Mercoledì 24 Aprile 2024

Se Vlahovic è un problema...

Paolo Grilli

Due vite, per dirla alla Marco Mengoni. Le ha già vissute Dusan Vlahovic, prima iradiddio alla Fiorentina e ora – paradosso assoluto – quasi un oggetto misterioso, per non parlare di corpo estraneo, di una Juve che avrebbe dovuto proiettarlo ai livelli più nobili del pallone.

Il peggiore in campo all’Olimpico contro la Roma, se si eccettua quel Kean capace di rimediare un rosso da record. Basta questo per fotografare il momento no dell’attaccante serbo. Uno che, all’approdo in bianconero poco più di un anno fa, dai più veniva paragonato ad Haaland – arrivato nel frattempo a quota 27 gol in 25 partite in Premier col City – perché la sua breve e formidabile epopea con la Viola aveva fatto intravedere doti assai rare.

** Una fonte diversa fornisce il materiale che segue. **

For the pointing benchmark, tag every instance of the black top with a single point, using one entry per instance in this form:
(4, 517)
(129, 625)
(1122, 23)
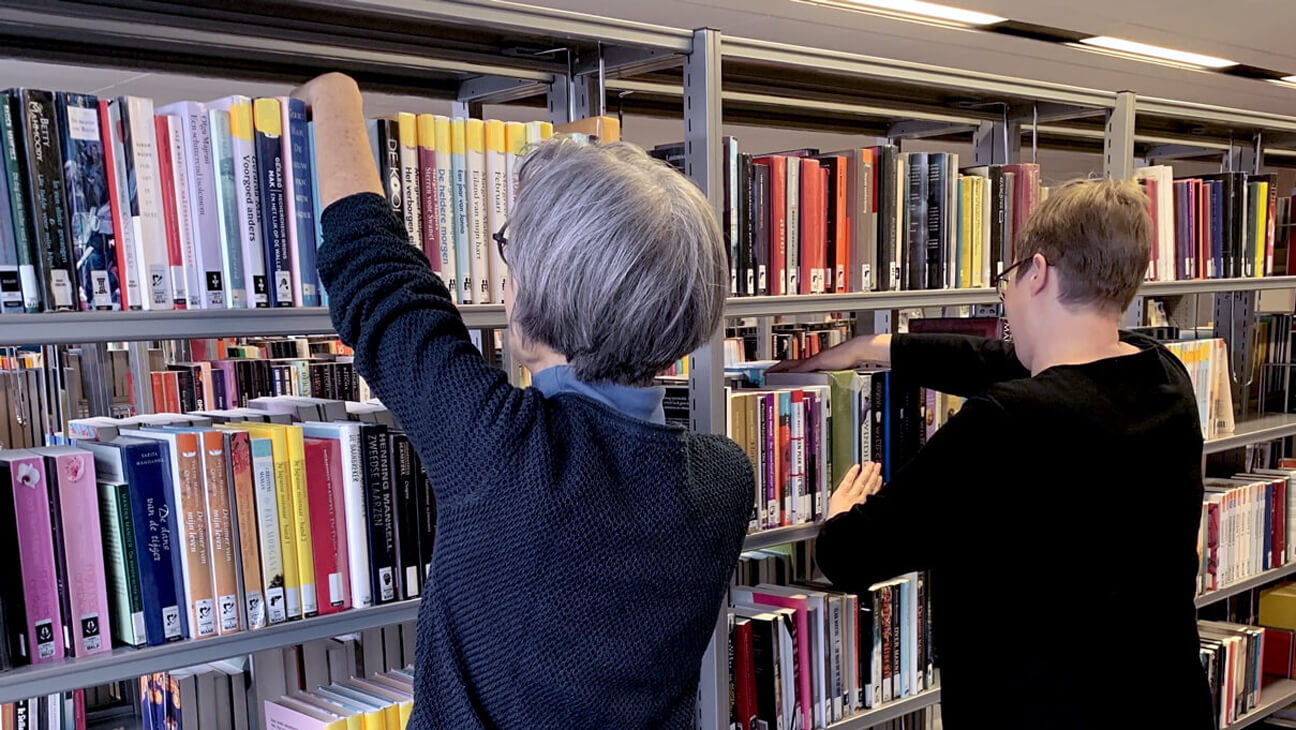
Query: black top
(582, 555)
(1059, 518)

Dusan è fermo a otto reti in campionato, di cui due su rigore. Bottino smilzo. In campo pare inibito, ingabbiato in uno schema tattico che ne interdice potenza e rapidità di esecuzione. Non agisce mai in velocità, i pochi palloni che gli giungono toccano picchi inquietanti di prevedibilità.

L’attenuante: la pubalgia lo ha frenato. L’aggravante: dopo il Mondiale ha perso anche quell’espressione tirata che ne certificava la ferocia agonistica.

Salvate il soldato Vlahovic. Se la Juve del quasi plenipotenziario Allegri punta davvero su di lui, dovrà rivoluzionare il proprio assetto. O sarà obbligata a cederlo nel minor tempo possibile, prima che la vua valutazione cali: comandano i bilanci.